Den zentralen Teil der Anlage nehmen von niedrigen Hecken gesäumte, kreisförmige Rasenbänder und mit weissem Kies bestreute Flächen ein, zu denen als einziger weiterer Farbeffekt das warme Ziegelrot des Palastes kommt. Eine phantasievolle, geradezu rokokohaft anmutende Zutat zu diesem traditionell italienischen Grundkonzept bringt eine Anzahl hoher, in mehreren Etagen turmhelmartig zugeschnittener Eiben herein. Wie das Echo zu ihren dynamischen Umrissen muten die hohen, das rechteckige Parterre säumende, zugestutzten Hainbuchen an, die sih zu einem schmalen, der Mittelachse folgenden Gang verengen. Diese Achse wird auf dem Scheitelpunkt von den hohen schlanken Kegeln zweier Zypressen akzentuiert; das unterhalb steil abfallende Gelände lässt den Eindruck entstehen, als dehne sich vor dem Blick die Unendlichkeit des Raumes.

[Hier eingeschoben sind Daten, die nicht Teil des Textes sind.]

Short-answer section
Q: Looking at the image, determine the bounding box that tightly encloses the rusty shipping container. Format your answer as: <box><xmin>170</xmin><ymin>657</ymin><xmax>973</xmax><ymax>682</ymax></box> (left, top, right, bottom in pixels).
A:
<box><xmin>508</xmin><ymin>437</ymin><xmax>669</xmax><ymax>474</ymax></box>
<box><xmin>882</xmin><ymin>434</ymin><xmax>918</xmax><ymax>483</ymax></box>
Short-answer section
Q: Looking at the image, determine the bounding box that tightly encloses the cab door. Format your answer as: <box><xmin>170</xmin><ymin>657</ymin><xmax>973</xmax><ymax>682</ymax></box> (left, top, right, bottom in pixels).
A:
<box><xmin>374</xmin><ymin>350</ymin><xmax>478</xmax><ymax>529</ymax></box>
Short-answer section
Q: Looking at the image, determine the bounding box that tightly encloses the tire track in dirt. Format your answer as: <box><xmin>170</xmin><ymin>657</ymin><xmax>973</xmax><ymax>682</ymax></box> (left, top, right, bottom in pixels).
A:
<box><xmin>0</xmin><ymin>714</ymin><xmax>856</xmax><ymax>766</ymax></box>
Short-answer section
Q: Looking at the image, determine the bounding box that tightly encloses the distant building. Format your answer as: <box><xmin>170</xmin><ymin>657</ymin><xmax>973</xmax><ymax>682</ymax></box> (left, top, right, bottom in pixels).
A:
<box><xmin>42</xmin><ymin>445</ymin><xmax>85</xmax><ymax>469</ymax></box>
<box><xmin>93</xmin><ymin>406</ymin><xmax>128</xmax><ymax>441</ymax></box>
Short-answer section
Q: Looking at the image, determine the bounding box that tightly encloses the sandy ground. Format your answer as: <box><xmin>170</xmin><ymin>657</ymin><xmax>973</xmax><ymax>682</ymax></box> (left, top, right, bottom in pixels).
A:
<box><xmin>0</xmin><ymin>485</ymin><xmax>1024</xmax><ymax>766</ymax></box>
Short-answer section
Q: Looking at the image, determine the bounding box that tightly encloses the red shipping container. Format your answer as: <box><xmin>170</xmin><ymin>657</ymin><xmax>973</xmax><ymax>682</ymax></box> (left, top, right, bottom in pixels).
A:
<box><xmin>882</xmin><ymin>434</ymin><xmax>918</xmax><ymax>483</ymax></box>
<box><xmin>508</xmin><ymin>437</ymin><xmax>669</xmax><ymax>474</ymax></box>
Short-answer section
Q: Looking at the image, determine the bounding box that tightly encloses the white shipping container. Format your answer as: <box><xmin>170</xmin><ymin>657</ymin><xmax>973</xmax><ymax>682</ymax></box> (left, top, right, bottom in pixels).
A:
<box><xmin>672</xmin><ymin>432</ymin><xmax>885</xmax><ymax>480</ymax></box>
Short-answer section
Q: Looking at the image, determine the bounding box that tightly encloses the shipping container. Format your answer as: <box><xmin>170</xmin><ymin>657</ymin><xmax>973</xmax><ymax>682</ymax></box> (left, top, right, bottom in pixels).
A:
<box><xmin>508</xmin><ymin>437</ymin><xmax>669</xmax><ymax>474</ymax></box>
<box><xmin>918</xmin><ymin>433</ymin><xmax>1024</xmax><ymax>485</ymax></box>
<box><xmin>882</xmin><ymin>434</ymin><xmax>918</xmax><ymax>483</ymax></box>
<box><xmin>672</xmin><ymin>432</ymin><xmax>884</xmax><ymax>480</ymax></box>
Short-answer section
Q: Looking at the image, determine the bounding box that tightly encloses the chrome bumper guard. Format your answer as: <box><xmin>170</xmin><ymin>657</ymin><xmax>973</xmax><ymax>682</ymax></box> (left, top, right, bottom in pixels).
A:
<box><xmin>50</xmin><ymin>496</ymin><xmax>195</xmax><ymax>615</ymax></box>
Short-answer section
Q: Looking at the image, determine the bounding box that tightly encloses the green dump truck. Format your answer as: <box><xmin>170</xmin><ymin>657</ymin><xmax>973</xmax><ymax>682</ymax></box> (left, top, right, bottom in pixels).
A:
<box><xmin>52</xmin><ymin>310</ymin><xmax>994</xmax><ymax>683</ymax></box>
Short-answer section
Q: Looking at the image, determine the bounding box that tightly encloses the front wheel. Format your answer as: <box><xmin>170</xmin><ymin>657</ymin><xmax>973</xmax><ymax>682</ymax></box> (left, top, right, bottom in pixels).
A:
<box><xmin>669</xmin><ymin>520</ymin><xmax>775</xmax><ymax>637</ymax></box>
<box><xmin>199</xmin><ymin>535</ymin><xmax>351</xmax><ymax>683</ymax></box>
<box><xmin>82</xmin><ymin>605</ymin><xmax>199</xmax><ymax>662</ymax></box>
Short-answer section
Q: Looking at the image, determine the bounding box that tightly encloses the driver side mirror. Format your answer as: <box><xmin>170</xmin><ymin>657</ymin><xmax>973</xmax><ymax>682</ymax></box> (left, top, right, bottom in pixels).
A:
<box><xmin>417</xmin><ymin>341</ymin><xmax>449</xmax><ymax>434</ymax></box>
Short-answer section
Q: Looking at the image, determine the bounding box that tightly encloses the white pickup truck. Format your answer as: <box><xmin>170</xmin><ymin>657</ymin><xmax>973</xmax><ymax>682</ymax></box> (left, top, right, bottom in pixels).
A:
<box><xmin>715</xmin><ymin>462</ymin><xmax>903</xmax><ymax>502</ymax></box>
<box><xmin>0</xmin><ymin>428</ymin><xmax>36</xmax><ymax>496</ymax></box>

Die durch die gegelmässigen Abstände der Eiben geschaffenen, das Raumgefühl steigernden ‚Kadenzen‘ und die perspektivische Wirkung der Hainbuchenhecken verraten den Einfluss der französischen Schule. Daneben mag Graf Roero beim Entwurf seiner Anlage vom Theatergenie Bernardino Galliari inspiriert worden sein. Jedenfalls stattete dieser ‚Fürst unter den Bühnenbildnern‘ des Teatro Regio Schloss Roero im Juli 1755 nachweislich einen Besuch ab, und ausserdem ist in diesem elegant ausgewogenen Garten bei aller Regelmässigkeit und Disziplin einer vom Theater des 18. Jh. beflügelten Phantasie nicht zu verkennen.